Image of Matt Hedberg, Senior Software Analyst, U.S.

What is a significant trend you see emerging within your sector over the next 3-5 years?

While trends in cloud computing and SaaS were well established in a pre-COVID world, we believe COVID accelerated cloud computing trends by five years or more – something we refer to as “Faster to the Future.” The result is that we believe software is eating the world at an accelerated pace, which we believe makes software the most durable and powerful long-term investment theme across the market.

What impact has the pandemic had on your sector and how have you adapted to help clients in this environment almost two years on?

COVID accelerated trends already in motion, which illustrated the power of software in all aspects of our lives, be it at work, at home, within a school, while exercising, or on vacation. Over the past two years, we’ve tried to bring our clients differentiated and value added research in a virtual setting, which in some regards allowed us to deliver even more content than if these events were in person. In addition, we try to take more of a long-term approach to software investing, trying to identify durable trends that can point to elevated long term growth and profitability.


Image of Mike Dahl, Homebuilders & Building Products Analyst, U.S.

What is a significant trend you see emerging within your sector over the next 3-5 years?

There are a number of fascinating outcomes and unknowns impacting housing and our outlook. On a structural level, two of the major themes we see are:

  1. Labor and supply chain shortages. Every sector has been dealing with these lately, but even prior to the pandemic labor was a constraint for years in the homebuilding industry, and this has been exacerbated by the pandemic without an easy fix in sight given the aging of the skilled labor force. We anticipate this will lead to further accelerated adoption of offsite construction methods, using both existing and potentially more innovative technologies to shift labor out of the field and onto a manufacturing floor in order to gain production efficiencies.
  2. Housing and construction were woefully behind on digital prior to COVID, and the pandemic forced a shift almost overnight, accelerating years of progress into the past 18+ months on the sales, design and mortgage processes. There’s no going back now, and it’s incumbent on all companies to further adapt to meet these changes, which could produce more differentiation between winners and losers over time.

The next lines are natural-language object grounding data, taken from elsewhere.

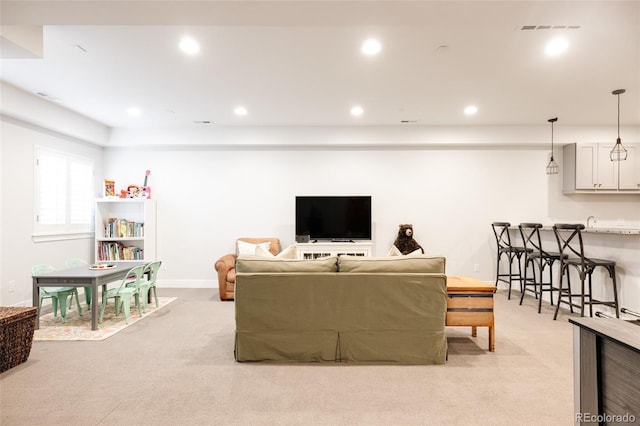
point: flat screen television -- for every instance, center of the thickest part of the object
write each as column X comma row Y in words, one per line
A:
column 338, row 218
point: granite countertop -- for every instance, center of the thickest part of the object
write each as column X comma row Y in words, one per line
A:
column 619, row 231
column 627, row 231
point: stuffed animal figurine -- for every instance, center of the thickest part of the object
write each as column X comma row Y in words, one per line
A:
column 405, row 242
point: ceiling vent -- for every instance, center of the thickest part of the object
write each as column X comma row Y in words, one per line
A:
column 48, row 97
column 549, row 27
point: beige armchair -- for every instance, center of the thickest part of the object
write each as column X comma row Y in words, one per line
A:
column 226, row 266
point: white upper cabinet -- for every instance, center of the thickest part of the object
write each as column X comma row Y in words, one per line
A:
column 588, row 169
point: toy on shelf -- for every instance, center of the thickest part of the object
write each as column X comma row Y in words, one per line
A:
column 146, row 190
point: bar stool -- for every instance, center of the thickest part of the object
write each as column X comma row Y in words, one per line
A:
column 503, row 241
column 538, row 259
column 569, row 239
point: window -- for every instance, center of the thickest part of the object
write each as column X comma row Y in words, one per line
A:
column 64, row 192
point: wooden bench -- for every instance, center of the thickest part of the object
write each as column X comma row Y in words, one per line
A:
column 470, row 303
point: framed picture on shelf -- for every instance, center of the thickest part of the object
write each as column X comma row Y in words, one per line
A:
column 109, row 188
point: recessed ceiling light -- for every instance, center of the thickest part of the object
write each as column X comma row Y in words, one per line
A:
column 242, row 111
column 134, row 111
column 357, row 111
column 556, row 46
column 371, row 47
column 189, row 46
column 470, row 110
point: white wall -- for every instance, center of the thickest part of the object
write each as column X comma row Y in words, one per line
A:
column 17, row 249
column 208, row 197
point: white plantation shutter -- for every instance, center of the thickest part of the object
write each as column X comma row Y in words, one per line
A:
column 64, row 193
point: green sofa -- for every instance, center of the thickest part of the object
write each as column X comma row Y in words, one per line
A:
column 350, row 309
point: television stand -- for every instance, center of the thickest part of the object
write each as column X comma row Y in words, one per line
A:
column 319, row 249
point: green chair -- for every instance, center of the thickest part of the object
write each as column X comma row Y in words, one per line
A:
column 74, row 263
column 151, row 270
column 123, row 294
column 58, row 296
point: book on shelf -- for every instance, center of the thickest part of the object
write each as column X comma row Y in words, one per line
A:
column 122, row 228
column 112, row 250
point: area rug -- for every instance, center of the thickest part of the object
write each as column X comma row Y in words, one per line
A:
column 79, row 327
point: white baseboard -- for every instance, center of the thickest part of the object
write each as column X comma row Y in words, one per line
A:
column 163, row 283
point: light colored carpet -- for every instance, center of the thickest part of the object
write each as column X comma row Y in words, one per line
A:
column 78, row 327
column 177, row 368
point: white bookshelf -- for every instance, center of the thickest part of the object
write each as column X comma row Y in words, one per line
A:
column 125, row 229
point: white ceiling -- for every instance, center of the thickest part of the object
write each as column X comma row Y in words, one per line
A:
column 298, row 63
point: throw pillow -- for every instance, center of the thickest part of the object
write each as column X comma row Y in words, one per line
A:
column 252, row 264
column 289, row 253
column 249, row 248
column 395, row 252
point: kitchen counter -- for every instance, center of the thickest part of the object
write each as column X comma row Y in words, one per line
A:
column 626, row 231
column 619, row 231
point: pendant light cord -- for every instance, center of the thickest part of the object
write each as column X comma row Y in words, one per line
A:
column 618, row 141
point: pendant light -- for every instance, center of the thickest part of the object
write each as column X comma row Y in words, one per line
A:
column 618, row 153
column 552, row 167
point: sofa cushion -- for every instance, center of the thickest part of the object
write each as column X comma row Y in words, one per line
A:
column 393, row 251
column 290, row 252
column 250, row 263
column 405, row 264
column 249, row 248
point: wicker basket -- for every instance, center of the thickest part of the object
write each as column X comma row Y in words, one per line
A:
column 16, row 335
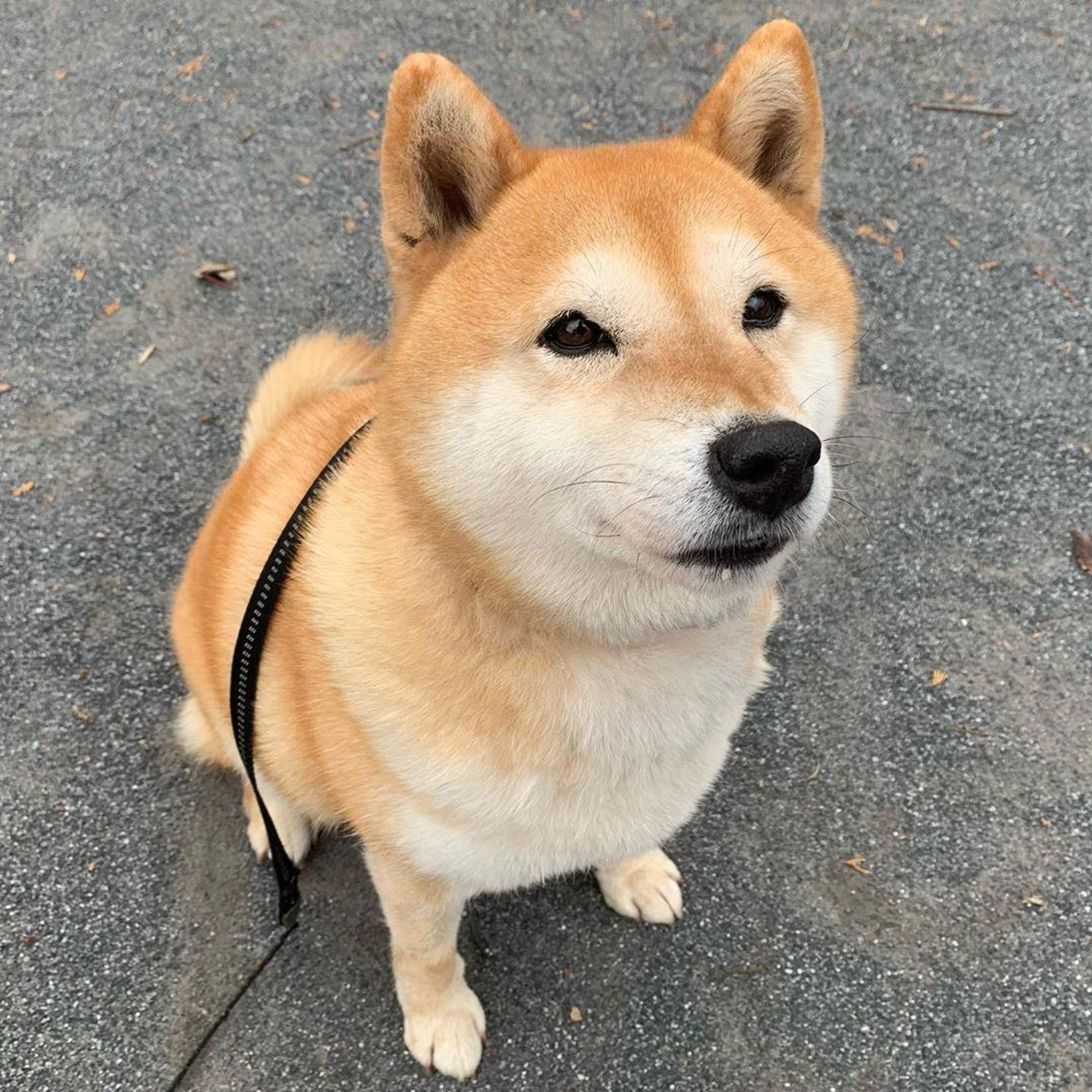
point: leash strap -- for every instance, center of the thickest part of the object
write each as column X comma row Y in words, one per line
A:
column 248, row 658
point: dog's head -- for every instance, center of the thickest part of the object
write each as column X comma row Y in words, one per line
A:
column 612, row 369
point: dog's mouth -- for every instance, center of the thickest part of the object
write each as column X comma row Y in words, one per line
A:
column 727, row 557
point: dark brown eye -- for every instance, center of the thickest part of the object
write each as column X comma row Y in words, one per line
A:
column 572, row 335
column 764, row 310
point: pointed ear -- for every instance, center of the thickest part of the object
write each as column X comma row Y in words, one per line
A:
column 764, row 115
column 447, row 155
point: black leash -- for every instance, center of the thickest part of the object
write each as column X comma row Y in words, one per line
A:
column 248, row 658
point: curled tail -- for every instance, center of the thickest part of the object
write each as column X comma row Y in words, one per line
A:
column 315, row 365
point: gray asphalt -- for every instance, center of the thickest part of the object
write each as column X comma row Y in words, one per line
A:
column 132, row 918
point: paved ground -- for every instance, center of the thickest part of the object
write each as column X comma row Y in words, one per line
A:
column 132, row 916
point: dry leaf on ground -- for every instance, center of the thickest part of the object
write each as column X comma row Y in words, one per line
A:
column 220, row 274
column 1083, row 550
column 192, row 68
column 1055, row 283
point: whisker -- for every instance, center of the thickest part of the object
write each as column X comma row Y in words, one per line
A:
column 818, row 389
column 569, row 485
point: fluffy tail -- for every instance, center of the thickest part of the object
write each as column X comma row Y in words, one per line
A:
column 315, row 365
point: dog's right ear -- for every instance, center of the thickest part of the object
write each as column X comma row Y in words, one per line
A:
column 447, row 155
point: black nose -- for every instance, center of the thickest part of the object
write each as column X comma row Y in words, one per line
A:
column 766, row 468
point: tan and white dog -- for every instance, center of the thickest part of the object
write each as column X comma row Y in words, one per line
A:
column 529, row 611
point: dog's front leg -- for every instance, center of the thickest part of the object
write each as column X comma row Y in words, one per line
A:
column 445, row 1025
column 646, row 887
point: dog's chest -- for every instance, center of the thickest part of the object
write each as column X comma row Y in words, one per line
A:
column 642, row 734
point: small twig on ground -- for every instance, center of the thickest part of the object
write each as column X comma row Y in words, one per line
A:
column 358, row 141
column 990, row 112
column 1055, row 283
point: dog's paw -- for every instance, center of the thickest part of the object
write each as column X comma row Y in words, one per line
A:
column 448, row 1036
column 294, row 828
column 646, row 888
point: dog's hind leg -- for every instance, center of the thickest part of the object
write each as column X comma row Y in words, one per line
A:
column 293, row 827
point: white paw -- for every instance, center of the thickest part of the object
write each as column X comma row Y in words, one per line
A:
column 646, row 888
column 448, row 1036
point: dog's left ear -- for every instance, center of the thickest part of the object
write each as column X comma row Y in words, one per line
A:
column 447, row 153
column 764, row 116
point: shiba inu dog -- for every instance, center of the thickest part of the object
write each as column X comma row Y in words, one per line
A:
column 529, row 610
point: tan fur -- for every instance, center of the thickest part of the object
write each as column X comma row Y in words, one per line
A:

What impact has the pandemic had on your sector and how have you adapted to help clients in this environment almost two years on?

The pandemic has been a boon for housing, creating strong demand tailwinds but also extreme difficulties for the pace of production, which has led to unprecedented levels of home price appreciation and, in our view, a lot of cross currents as we look forward. Our sector is notoriously volatile, but the volatility we’ve experienced over the past 18 months is still startling.

A few things have helped us adapt to best serve clients in such a dynamic period:

  1. 1. First and foremost, we try to make ourselves as available as possible to our clients, whether that’s via phone, e-mail or video. Everything is moving quickly, and we’re always a responsive team, but now more than ever responsiveness is critical.
  2. We’re very data-based, which I believe helps to ground us. We also have an incredible partnership with RBC Elements, and our flagship Elements-driven “Big Data Behind Big Builders” report has given us another “in” with clients.
  3. I started covering this space in 2006, so I had a front row seat to the housing crash and subsequent recovery, which I think helped us to at least somewhat contextualize the current cycle. It also means I’m not afraid to make non-consensus calls, which I think our clients appreciate.